Donte's was a jazz club and diner and cocktail bar at 4269 Lankershim Boulevard in North Hollywood, Los Angeles, to the north of Universal Studios. One of the West Coast's best known jazz clubs in the 1970s and 1980s, it opened in 1966 and closed in 1988.

== History ==
Donte's was established in 1966. Early performers included Woody Herman, Dizzy Gillespie, Mercer Ellington and Count Basie, and Buddy Rich, Toshiko Akiyoshi, Gerald Wilson, Don Piestrup, Don Menza and Bill Holman all brought their bands to the club. Jazz guitarists Joe Pass and Larry Carlton became regular performers. Pass would play on Monday evenings, which was "Guitar Night", organized by studio guitarist Jack Marshall.
Art Pepper would perform on New Year's Eve. Clint Eastwood and Frank Sinatra frequently visited the club. Guitarist Lenny Breau was giving weekly seminars at the club before his death in 1984.

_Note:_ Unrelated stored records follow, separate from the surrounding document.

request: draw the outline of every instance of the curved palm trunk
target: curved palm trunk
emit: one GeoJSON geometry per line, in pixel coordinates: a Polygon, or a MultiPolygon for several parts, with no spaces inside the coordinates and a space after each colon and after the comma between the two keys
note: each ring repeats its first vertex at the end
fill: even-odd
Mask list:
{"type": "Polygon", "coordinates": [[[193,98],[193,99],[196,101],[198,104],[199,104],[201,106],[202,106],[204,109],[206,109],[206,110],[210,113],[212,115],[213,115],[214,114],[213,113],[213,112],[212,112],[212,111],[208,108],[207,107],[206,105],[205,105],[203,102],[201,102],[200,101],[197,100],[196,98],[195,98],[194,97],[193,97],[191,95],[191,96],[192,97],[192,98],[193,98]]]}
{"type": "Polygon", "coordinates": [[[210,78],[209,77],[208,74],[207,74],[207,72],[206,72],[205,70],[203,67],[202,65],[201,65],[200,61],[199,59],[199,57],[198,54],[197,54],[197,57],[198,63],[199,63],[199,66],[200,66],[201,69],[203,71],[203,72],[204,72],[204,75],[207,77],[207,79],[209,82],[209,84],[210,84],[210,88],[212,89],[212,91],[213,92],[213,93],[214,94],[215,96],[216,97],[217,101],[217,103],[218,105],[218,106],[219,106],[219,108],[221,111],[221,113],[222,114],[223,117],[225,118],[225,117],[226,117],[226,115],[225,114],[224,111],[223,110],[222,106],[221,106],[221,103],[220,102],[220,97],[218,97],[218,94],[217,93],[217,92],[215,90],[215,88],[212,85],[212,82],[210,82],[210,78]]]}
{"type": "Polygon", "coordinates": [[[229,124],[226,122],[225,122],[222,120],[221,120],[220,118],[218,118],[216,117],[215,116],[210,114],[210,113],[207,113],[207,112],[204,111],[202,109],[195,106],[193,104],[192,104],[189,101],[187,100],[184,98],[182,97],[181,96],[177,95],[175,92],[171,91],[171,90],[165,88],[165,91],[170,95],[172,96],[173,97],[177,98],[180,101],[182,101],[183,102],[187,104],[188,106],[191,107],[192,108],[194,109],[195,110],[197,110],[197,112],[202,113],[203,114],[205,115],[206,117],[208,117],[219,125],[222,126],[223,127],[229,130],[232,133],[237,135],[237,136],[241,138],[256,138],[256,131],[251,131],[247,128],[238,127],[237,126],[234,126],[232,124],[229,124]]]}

In December 1987, saxophonist Warne Marsh collapsed and died of a heart attack while performing the tune "Out of Nowhere" at the club. Donte's closed in April 1988. The site is now a Century West BMW auto dealer.

==Recordings==
Numerous albums were recorded at the club, including Jean-Luc Ponty's Live at Donte's (recorded March 12–13 1969), Lenny Breau's Live at Donte's (recorded May 1969) and a second album recorded at Donte's LA Bootleg 1984 (recorded shortly before his Death in 1984 and released in 2014) and Joe Pass's Live at Donte's and Resonance albums (recorded December 8–9, 1974).